Salut et toast fraternel à Fernando Gomez Grande (traducteur espagnol de mes pièces), et à Hector, dit Tito, Noguera, (interprète de Theo Steiner dans "Sigue la tormenta" / "Toujours l'orage", représenté en 2002-2004 au Teatro Camino, à Santiago de Chili), songeant aux "alliés substantiels" de Char ("Avec Braque, peut-être, on s'était dit…", Recherche de la base et du sommet, 1963.)

Pourquoi aurions-nous éprouvé le besoin de nous vérifier mutuellement dans l'épreuve puisque nous nous étions trouvés d'accord, d'instinct — et d'à peu près tout —, acquiescant par avance aux mots, aux gestes, à ce qui fait que le théâtre n'est pas principalement production d'ouvrages mais pont jeté dans tous les sens de la rivière, et tentative d'assemblement singulier.

Expliquez donc cela : je n'ai nullement besoin de lire ou de parler l'espagnol pour apprécier les traductions de Fernando et la précision de tir de Tito. Je regarde les mains du premier, et je guette les yeux du second. Tito applique à la lettre le précepte de Charlie Parker : jouer les belles notes et les jouer proprement. Quand le mot porte, l'œil brille — c'est scientifiquement établi. Fernando, lui, pointe l'index, et t'estourbit le mot a recibir : dans le berceau des cornes.

Dans la communauté écologique de Peñalolén, Tito a rêvé un théâtre en torchis de terre, acier, verre, pavés, traverses de chemin de fer et dédale de passerelles, en forme de trèfle à quatre feuilles, muni de cloisons mobiles délimitant les alvéoles. Un théâtre d'acteur — pas de programmateur. Dans ce théâtre dit du "chemin" (Camino), indiens et traditions indigènes s'entrelacent au drame contemporain. L'air de la Cordillère commençante ajoute à la fraîcheur des desseins. Une cinquantaine d'étudiants ont fait seize heures de bus, aller-retour, pour venir voir la représentation et débattre du sentiment de culpabilité des victimes du nazisme (et du fascisme). L'un d'eux lance : "Le théâtre doit nous donner ce que les tribunaux nous refusent." Tito demande : "En quoi consistait concrètement notre refus de la dictature ? Qu'avons-nous fait ?" Les jeunes pensent à la culpabilité névrosante des pères, et boivent les paroles de leur maître sexagénaire. Tito a cinq enfants (dont deux comédiens).
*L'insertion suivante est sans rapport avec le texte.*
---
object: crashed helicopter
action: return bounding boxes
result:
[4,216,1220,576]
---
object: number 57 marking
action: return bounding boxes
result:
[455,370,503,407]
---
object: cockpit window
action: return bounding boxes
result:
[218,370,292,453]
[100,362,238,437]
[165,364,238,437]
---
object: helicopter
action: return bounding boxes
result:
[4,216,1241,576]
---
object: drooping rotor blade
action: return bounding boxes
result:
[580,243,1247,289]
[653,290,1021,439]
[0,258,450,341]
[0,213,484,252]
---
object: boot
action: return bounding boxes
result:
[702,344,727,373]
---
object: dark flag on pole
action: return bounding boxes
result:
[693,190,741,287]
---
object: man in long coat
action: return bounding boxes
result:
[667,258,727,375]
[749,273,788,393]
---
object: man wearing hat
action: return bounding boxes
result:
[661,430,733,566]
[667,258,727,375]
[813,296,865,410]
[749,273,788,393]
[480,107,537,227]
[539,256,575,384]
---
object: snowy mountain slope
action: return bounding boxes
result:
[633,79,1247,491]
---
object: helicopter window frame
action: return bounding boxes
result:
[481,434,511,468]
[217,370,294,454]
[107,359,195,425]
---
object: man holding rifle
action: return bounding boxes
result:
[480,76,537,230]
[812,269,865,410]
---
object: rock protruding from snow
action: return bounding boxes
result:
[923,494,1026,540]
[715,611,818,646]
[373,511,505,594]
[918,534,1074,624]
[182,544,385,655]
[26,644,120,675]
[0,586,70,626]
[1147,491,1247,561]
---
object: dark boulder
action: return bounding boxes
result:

Fernando ne dit jamais d'un texte qu'il est magnifique — le dit plus volontiers d'un verre de vin, d'un juron, d'un enfant, ou d'une caldilla chilienne.
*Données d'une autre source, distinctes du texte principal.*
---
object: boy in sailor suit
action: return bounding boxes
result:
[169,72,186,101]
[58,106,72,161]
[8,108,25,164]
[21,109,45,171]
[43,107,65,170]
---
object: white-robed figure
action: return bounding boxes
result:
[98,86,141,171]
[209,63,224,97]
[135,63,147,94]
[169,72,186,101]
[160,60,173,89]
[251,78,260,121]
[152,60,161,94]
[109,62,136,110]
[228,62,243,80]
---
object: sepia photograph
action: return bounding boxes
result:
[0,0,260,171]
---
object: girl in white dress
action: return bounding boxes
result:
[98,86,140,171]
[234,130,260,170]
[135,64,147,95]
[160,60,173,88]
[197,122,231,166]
Dans l'école du Teatro Camino, les ateliers de comédie sont systématiquement animés par deux professeurs. "Si possible, d'avis contraire", dit Tito. "C'est quand les maîtres se disputent que les élèves apprennent le mieux."

Quand ils eurent fait la connaissance de Fernando, l'eurent regardé boire et répondu à toutes les questions qu'il posait sur leur vie privée, les serveurs du bar de l'hôtel, à l'enseigne de "Don Rodrigo", résolurent de changer le nom de ce dernier en "Don Fernando". "Votre ami, me demande un soir le barman, il est célèbre en Europe ?", et devant ma surprise : "Chez nous, il le serait."

Quittant pour un instant la tablée du Camino, ses bouteilles et ses joutes rieuses, je regagne l'obscurité de la salle. En tête, l'aphorisme de Kafka : "Dans le combat entre toi et le monde, choisis le monde." Sous mes pieds, la pièce métallique insérée dans le sol, qui signale aux pieds des acteurs le centre exact du plateau.